Matthieu fait partie de ceux qui ont rejoint le Carrefour numérique² justement par attrait pour ce nouveau métier et par désir de changement. C’est important de rester curieux dans sa vie professionnelle, pour continuer d’avoir envie. Il a une expérience de bibliothécaire, avec cinq années passées à faire de la médiation avec les jeunes. Au Carrefour Numérique², il arrive en secteur connu : je travaillais déjà avec eux sur les tablettes, le livre augmenté. Et sur le fond, il y a continuité, estime-t-il : Je faisais de la médiation dans un lieu imposant, intimidant. Dans les deux cas, tu les mets face à un problème. La posture du retrait ne me dérange pas, c’est génial de déclencher. Il prendra garde à trois points : être pédagogue face à un phénomène nouveau , faire comprendre que le Fab Lab, ce n’est pas vous pouvez faire ça, ça, ça et garder la convivialité.

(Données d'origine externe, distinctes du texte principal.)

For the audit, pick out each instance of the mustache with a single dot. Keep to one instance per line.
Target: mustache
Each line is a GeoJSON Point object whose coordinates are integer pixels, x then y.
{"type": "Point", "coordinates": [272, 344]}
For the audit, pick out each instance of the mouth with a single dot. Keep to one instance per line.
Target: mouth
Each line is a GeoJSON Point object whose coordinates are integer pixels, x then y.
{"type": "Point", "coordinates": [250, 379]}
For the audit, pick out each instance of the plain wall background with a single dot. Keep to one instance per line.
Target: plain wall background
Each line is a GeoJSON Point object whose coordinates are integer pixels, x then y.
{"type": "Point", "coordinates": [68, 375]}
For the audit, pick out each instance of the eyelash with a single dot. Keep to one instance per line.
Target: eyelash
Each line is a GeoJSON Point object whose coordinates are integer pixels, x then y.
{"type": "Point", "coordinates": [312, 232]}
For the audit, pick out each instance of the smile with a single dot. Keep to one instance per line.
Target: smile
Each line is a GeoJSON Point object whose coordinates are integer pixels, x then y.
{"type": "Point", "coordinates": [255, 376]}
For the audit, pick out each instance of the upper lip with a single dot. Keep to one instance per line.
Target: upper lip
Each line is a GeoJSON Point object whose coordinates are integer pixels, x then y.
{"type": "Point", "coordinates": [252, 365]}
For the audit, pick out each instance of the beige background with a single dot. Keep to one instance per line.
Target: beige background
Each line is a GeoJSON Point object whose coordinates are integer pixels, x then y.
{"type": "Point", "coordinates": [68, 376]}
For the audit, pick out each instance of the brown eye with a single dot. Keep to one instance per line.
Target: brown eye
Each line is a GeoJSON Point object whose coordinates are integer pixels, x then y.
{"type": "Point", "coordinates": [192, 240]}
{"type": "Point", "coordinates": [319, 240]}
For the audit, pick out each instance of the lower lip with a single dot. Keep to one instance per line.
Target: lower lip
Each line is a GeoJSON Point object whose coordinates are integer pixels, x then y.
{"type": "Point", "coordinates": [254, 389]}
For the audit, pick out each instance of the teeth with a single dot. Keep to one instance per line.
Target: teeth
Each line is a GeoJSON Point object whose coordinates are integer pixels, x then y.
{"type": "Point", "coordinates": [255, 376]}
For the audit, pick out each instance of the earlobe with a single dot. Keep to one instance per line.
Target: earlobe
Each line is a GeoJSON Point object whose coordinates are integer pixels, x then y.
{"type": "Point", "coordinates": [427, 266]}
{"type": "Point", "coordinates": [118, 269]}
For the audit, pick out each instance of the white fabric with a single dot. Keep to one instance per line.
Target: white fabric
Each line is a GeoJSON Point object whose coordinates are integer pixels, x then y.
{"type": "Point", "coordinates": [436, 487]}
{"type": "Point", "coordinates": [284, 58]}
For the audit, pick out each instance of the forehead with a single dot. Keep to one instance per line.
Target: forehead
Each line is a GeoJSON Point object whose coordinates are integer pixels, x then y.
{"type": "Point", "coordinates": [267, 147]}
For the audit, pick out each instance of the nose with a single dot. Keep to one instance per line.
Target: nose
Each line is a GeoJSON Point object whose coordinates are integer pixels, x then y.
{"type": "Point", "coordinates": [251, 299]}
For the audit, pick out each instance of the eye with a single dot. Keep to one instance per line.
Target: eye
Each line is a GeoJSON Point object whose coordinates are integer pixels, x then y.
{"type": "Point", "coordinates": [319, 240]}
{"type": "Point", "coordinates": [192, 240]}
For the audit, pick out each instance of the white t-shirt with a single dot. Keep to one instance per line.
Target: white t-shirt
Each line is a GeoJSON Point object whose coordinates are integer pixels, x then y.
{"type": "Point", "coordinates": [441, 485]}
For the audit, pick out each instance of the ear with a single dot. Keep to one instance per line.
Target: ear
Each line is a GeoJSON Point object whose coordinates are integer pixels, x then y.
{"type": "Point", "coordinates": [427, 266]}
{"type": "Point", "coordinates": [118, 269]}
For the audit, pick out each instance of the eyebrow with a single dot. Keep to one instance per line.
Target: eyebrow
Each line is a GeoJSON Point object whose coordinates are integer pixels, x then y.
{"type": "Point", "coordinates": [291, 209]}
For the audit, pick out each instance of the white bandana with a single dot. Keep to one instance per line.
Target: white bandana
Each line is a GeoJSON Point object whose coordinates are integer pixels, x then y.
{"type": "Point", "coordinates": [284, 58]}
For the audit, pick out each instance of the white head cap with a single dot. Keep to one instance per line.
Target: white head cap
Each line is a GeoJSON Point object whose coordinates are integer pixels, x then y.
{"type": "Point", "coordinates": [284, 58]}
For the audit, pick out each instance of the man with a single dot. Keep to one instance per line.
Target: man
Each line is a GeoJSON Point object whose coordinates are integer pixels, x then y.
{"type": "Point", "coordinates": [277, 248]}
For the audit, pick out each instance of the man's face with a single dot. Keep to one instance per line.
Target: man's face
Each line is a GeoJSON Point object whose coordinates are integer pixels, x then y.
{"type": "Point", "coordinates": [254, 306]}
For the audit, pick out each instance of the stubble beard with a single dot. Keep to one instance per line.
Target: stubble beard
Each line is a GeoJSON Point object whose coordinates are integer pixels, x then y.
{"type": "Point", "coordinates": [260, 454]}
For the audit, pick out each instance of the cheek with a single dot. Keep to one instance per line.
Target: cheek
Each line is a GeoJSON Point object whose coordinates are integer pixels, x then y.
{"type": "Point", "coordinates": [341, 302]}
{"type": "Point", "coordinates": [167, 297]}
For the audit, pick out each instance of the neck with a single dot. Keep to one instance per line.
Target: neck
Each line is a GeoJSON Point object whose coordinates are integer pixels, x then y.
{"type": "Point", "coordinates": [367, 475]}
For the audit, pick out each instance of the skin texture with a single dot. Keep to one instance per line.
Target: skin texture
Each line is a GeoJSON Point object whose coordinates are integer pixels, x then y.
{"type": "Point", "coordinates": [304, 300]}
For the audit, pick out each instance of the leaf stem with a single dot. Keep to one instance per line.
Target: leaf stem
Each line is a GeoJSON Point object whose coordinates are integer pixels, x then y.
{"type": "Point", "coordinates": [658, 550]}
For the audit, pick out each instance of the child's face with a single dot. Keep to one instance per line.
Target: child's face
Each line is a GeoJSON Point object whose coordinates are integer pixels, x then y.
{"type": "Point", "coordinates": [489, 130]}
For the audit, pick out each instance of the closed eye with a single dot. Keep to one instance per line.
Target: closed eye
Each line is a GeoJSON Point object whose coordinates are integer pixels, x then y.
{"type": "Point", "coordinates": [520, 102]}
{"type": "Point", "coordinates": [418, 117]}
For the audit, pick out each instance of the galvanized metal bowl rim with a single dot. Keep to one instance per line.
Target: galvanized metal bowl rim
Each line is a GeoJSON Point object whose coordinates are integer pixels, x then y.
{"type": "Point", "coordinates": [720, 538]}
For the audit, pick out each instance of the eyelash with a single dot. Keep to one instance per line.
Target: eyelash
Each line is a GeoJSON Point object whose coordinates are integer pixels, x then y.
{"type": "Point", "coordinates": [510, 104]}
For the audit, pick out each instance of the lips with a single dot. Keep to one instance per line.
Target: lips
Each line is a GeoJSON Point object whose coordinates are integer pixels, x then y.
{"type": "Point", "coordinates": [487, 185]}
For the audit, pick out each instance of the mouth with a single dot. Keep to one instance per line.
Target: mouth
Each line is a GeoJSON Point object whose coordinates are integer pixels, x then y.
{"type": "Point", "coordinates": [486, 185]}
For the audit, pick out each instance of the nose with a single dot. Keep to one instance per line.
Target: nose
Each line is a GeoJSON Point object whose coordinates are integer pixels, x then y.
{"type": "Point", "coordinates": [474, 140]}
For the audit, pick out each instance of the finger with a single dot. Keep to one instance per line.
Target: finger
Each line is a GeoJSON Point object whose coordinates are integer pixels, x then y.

De la continuité dans la confiance qu’on donne aux gens

Toute nouvelle au Carrefour Numérique², Mélissa avait déjà des expériences dans l’éducation populaire, l’animation de communauté et la défense des libertés numériques, entre autres à La Quadrature du Net. Elle reconnait que ce changement est de taille, elle voit de la continuité dans la confiance qu’on donne aux gens au Fab Lab. Et le Living Lab est aussi une démarche de démystification des laboratoires.

C’est nouveau pour nous tous mais c’est une opportunité

Rachid faisait aussi partie de la bibliothèque, comme magasinier, avant de rejoindre voilà un an l’équipe, une opportunité d’évolution. Depuis son arrivée, il s’est donc formé à la médiation dans ce contexte de changement. C’est nouveau pour nous tous mais c’est une opportunité, pense-t-il.

Rachid apporte sur le projet le point de vue de quelqu’un qui a vécu pendant plusieurs années en Algérie, un pays verrouillé et en développement : S’ils avaient des Fab Labs, des Algériens auraient peut-être déjà envoyé une fusée sur la Lune !, lance-t-il pour souligner les opportunités ouvertes par ces lieux. Plutôt bon bricoleur touche-à-tout, il a déjà monté en un week-end une RepRap avec Matthieu, qui marche (et ce n’est pas donné au premier venu, l’engin est parfois réfractaire). Il est en revanche plus dans l’expectative sur l’activité Living Lab, moins palpable.

Mon profil était aussi multi-casquette

Thierry n’est pas non plus un inconnu à la Cité des sciences. Avant, il a été chef de projet serious game et a aussi arpenté le laboratoire LUTIN UserLab, qui est déjà un Living Lab. C’était déjà du travail de médiation, mon profil était aussi multi-casquette, explique-t-il. Je n’ai pas de grosses appréhensions. Mais je ne ferai pas de gestion budget ! Les commandes de vis, ce sera pour David Forgeron, le bien-nommé chef de projet Fab Lab. Thierry assurera aussi la partie évaluation, une tâche peu mise en avant mais importante, qu’il effectuait déjà au LUTIN UserLab.